The move is meant to unify the ad auction and provide publishers with more transparency. Jason Bigler, Google’s director of product management, wrote in a blog post that since testing began in March, first-price auctions have seen a “neutral to positive impact” on publishers' ad revenue when compared to second-price auctions.
“In addition, we found evidence that first price auctions have created a more competitive market, resulting in third parties (Demand Side Platforms and Ad Networks outside of Google) and indirect line items (like those from Header Bidding implementations) winning an increased share of impressions,” wrote Bigler.
Google will bring first-price auctions to all Google Ad Manager partners starting next week, and the company expects to finish the roll-out within the next few weeks.
First-price auctions ideally level the playing field by taking away Google’s “last look” advantage. In the second-price model, Google could survey the auction and bid after all bids had been placed, allowing the online advertising giant to grab valuable inventory for a fraction more than what its competitors would have paid.
Andrew Baron, vice-president of marketplace at PubMatic, said Google is essentially giving up the information advantage they've historically had over its competition.
"How exactly this will impact the ecosystem is dependent on which constituent was benefitting most from this advantage – publishers with higher closing prices, buyers with better ROI, or Google themselves," said Baron.

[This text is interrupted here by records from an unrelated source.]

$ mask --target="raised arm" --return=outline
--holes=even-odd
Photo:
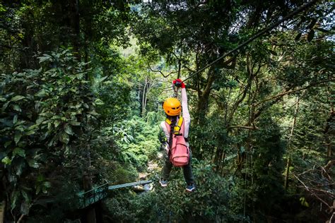
[[[187,104],[187,95],[186,88],[182,88],[182,117],[184,121],[184,137],[189,137],[189,124],[191,123],[191,116],[189,112],[189,106]]]
[[[173,81],[173,84],[178,83],[182,88],[182,117],[184,118],[184,137],[189,137],[189,124],[191,123],[191,117],[189,112],[189,107],[187,104],[187,95],[186,93],[185,84],[180,79],[177,79]]]

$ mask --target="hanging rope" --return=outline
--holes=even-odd
[[[199,73],[204,71],[205,69],[206,69],[207,68],[208,68],[209,66],[212,66],[213,64],[217,63],[218,61],[221,61],[221,59],[223,59],[224,57],[237,52],[238,49],[240,49],[240,48],[246,46],[247,44],[248,44],[249,43],[252,42],[252,41],[254,41],[254,40],[257,39],[258,37],[259,37],[260,36],[263,35],[264,33],[267,32],[269,32],[270,30],[271,30],[272,29],[274,29],[274,28],[277,27],[278,25],[279,25],[281,23],[287,20],[288,19],[293,17],[294,16],[300,13],[300,12],[306,10],[307,8],[311,7],[313,4],[315,4],[315,3],[317,3],[318,1],[318,0],[312,0],[307,4],[305,4],[305,5],[303,5],[302,6],[301,6],[300,8],[296,9],[295,11],[288,13],[286,16],[285,16],[284,18],[283,18],[282,19],[279,20],[278,21],[277,21],[276,23],[272,24],[270,26],[268,26],[267,28],[263,29],[262,30],[259,31],[258,33],[257,33],[256,35],[254,35],[253,37],[252,37],[251,38],[249,38],[248,40],[241,43],[240,45],[238,45],[237,47],[236,47],[235,48],[233,49],[232,50],[229,51],[228,52],[224,54],[223,55],[222,55],[221,56],[218,57],[218,59],[216,59],[216,60],[213,61],[212,62],[211,62],[210,64],[207,64],[206,66],[205,66],[204,67],[203,67],[202,68],[201,68],[200,70],[193,73],[192,74],[191,74],[189,76],[188,76],[187,78],[185,78],[183,82],[185,82],[187,81],[187,80],[189,80],[189,78],[194,77],[195,75],[198,74]],[[163,88],[162,90],[165,90],[165,89],[167,89],[167,88],[169,88],[170,87],[167,87],[167,88]]]

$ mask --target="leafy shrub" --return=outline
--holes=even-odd
[[[140,195],[129,193],[126,198],[122,193],[112,201],[107,201],[107,206],[112,217],[117,221],[231,222],[235,215],[228,207],[230,200],[234,199],[230,194],[230,183],[216,174],[213,167],[194,159],[193,171],[196,189],[194,193],[185,191],[182,172],[174,169],[167,188],[162,188],[159,183],[155,182],[152,191]],[[120,210],[122,212],[118,212]],[[127,213],[131,218],[121,213]]]
[[[41,195],[78,179],[90,122],[98,114],[87,64],[66,49],[40,57],[41,67],[0,76],[0,169],[15,218]],[[4,196],[4,194],[1,194]]]

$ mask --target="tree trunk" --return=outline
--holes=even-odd
[[[93,182],[92,182],[92,174],[90,171],[90,147],[88,147],[87,150],[87,171],[84,172],[83,177],[83,184],[84,191],[88,191],[92,189]],[[87,212],[86,213],[86,219],[88,223],[96,223],[95,217],[95,209],[93,205],[89,206],[88,207]]]
[[[296,103],[296,107],[295,107],[295,111],[294,112],[294,118],[293,121],[292,121],[292,127],[290,128],[290,135],[288,137],[288,158],[287,158],[287,163],[286,163],[286,171],[285,172],[285,180],[284,180],[284,187],[285,189],[287,191],[288,188],[288,178],[290,175],[290,142],[292,140],[292,137],[293,136],[293,131],[294,131],[294,127],[295,126],[295,124],[297,123],[297,116],[298,116],[298,113],[299,112],[299,101],[300,98],[299,97],[297,98],[297,102]]]
[[[207,112],[207,107],[208,104],[209,94],[211,93],[211,88],[214,82],[214,70],[211,68],[208,71],[208,78],[207,79],[207,85],[205,90],[198,97],[198,102],[196,104],[196,116],[195,117],[195,123],[198,125],[204,123],[206,112]]]

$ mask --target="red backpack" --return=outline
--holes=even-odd
[[[189,164],[189,149],[184,138],[184,121],[180,117],[178,123],[171,132],[171,121],[165,120],[165,126],[170,133],[169,153],[170,161],[175,167],[182,167]]]

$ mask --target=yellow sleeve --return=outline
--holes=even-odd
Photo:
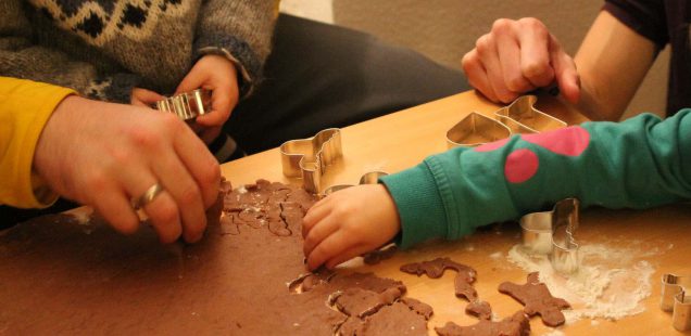
[[[48,118],[73,93],[42,82],[0,77],[0,205],[41,208],[58,199],[32,167]]]

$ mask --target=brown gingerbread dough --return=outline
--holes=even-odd
[[[329,303],[349,316],[364,319],[379,311],[381,307],[393,303],[401,295],[401,290],[395,287],[388,288],[382,293],[362,288],[348,288],[343,292],[335,293],[329,298]]]
[[[552,296],[546,285],[540,282],[538,272],[528,274],[528,281],[525,285],[504,282],[499,285],[499,292],[507,294],[523,303],[524,311],[529,316],[539,314],[542,322],[549,326],[564,324],[562,309],[571,307],[566,300]]]
[[[424,316],[425,320],[429,320],[429,318],[431,318],[431,315],[435,313],[431,306],[414,298],[403,297],[401,298],[401,302],[407,306],[412,311],[416,312],[418,315]]]
[[[447,269],[456,271],[454,281],[455,294],[457,297],[464,297],[468,301],[477,300],[477,290],[473,287],[473,283],[477,276],[477,272],[469,266],[455,262],[449,258],[437,258],[435,260],[406,263],[401,267],[401,271],[410,274],[427,274],[431,279],[438,279],[443,275]]]
[[[233,191],[226,183],[221,190],[208,211],[208,231],[196,244],[162,245],[146,223],[122,235],[102,220],[67,215],[37,218],[3,232],[0,297],[12,305],[3,306],[0,329],[10,335],[76,329],[332,335],[352,319],[353,325],[362,325],[359,335],[427,332],[425,313],[400,299],[364,319],[325,305],[334,293],[349,288],[377,297],[403,294],[400,281],[343,272],[293,281],[305,272],[300,224],[315,201],[310,194],[262,180]],[[272,228],[271,221],[278,224]],[[290,235],[281,235],[285,230]]]
[[[443,327],[436,327],[439,336],[528,336],[530,335],[530,321],[523,311],[517,311],[513,316],[499,322],[480,320],[480,322],[458,326],[448,322]]]
[[[492,319],[492,308],[487,301],[477,300],[469,302],[468,306],[465,306],[465,312],[467,314],[477,316],[480,320],[489,321]]]
[[[395,247],[395,245],[387,246],[380,249],[375,249],[370,253],[364,254],[362,256],[363,261],[366,264],[377,264],[381,262],[382,260],[391,258],[397,250],[398,250],[398,247]]]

"The market already has the tools at their disposal to ensure a smooth transition: buyers should now weigh Google supply against other channels in their [supply path optimization] decisions; demand-side platforms should focus more on their bid shading capabilities; and publishers should look to wrappers and auction competition to fill any yield gaps that may result from Google’s transition to first price."

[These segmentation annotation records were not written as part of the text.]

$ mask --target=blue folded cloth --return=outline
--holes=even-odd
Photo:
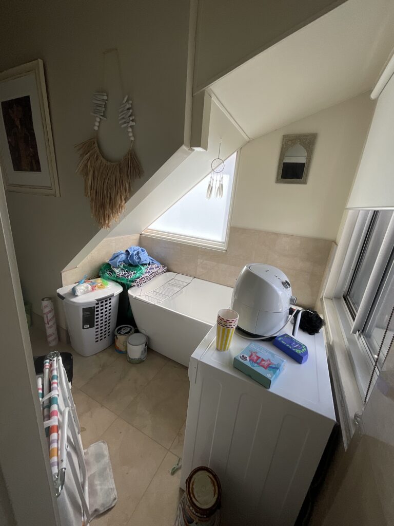
[[[119,263],[122,262],[136,266],[139,265],[148,265],[149,263],[160,264],[159,261],[151,258],[142,247],[129,247],[125,251],[119,250],[112,254],[111,259],[108,260],[108,263],[112,267],[119,267]]]

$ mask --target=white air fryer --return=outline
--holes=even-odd
[[[276,336],[289,319],[297,298],[282,270],[269,265],[250,263],[237,278],[232,308],[240,315],[238,327],[255,336]]]

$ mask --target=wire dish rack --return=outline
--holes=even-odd
[[[169,281],[167,281],[157,288],[153,289],[150,292],[146,294],[142,294],[139,296],[139,299],[142,299],[144,301],[151,303],[154,305],[158,305],[162,303],[163,301],[169,298],[175,298],[182,291],[182,289],[187,286],[189,283],[192,281],[192,278],[190,281],[186,281],[178,278],[173,278]]]

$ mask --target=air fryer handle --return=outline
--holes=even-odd
[[[297,336],[299,327],[299,322],[301,321],[301,313],[302,310],[299,310],[298,309],[294,313],[294,323],[293,326],[293,336],[294,338]]]

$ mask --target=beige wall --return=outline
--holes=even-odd
[[[234,287],[247,263],[278,267],[289,278],[298,304],[313,307],[333,244],[324,239],[261,230],[230,230],[226,251],[184,245],[143,235],[140,242],[169,270]]]
[[[194,91],[343,2],[199,0]]]
[[[3,526],[14,526],[15,524],[11,503],[0,468],[0,524]]]
[[[374,106],[363,94],[244,146],[233,225],[335,240]],[[307,184],[276,184],[282,135],[308,133],[317,138]]]
[[[135,148],[144,172],[138,188],[183,144],[188,24],[183,0],[172,0],[170,8],[142,0],[2,2],[0,70],[44,60],[60,187],[59,198],[7,196],[24,291],[36,312],[42,297],[56,294],[61,271],[98,230],[75,174],[74,149],[92,135],[94,91],[106,89],[110,96],[115,127],[109,119],[100,129],[105,152],[116,157],[127,147],[117,125],[123,94],[113,64],[107,64],[103,82],[102,52],[118,48],[133,99]]]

Bigler said the coming transition promises “a fair and transparent marketplace that benefits the health of the programmatic ecosystem.”
Google first took steps to move its exchange to a first-price auction in March, a major – albeit delayed – shift as much of the programmatic ecosystem already operated on that model.
“Since we first announced our intent to transition Ad Manager to first-price auctions, we’ve received feedback from many of our partners, which has helped inform our rollout plans,” said Bigler. “This dialogue led to changes such as increasing the maximum number of pricing rules and extending the length of the test period. Although we're not the first to make this change, we’re excited to take this step and continue to work with our partners to create a more sustainable advertising ecosystem.”
Once Google has completed this transition, Bigler said the company will start providing publishers with a bid data transfer file to help evaluate the value of their inventory and learn more about ad buyers’ bidding behavior.
Buyers will receive data on the minimum bid price needed to win an auction after that auction closes.
“This feedback will help you understand when to bid higher to win valuable inventory,” said Bigler.